How can the same nine justices both be revered by one side and repulsed by the other on one issue and then the opposite happen on a different issue? When a decision meets with one’s own belief’s – they’re right and examples of how America is superior to every other nation on earth. When a decision doesn't meet with one's own beleif's – they’re a bunch of nincompoops who should be carted off to the nursing home and put out of our collective misery. This is human nature. (SCOTUS must be doing something right if everybody gets pissed at them.)


Gay rights groups, individuals and even the media have begun a game of expectations that the decision that Court will come back with in June 2015 will be one that resolves the Marriage Equality question once and for all – and that means it’ll be legal across the Union. I’d like to think so. But I also think that corporations and unions shouldn’t have equal voices in politic discourse and that one’s religious beliefs shouldn’t permit taking away the rights of another.
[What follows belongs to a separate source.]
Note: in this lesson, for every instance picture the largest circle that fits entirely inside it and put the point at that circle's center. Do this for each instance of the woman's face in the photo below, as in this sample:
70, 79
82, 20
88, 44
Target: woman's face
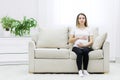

Barak Obama won the Presidency in 2008 on a campaign of “Hope.” Many have cited that his inability to be that transformational figure he and his supporters wanted him to be has made him a failed President. Time will tell, it’s too early to write that chapter of history. Hope unfulfilled is the recipe for upset and disappointment. Many are putting an awful lot of hope and expectation into this SCOTUS decision. There’s good reason – the cause is right, the history of decisions lends itself towards that conclusion. But legal arguments on the cases have yet to be made. Let’s not count those chickens before they’re hatched.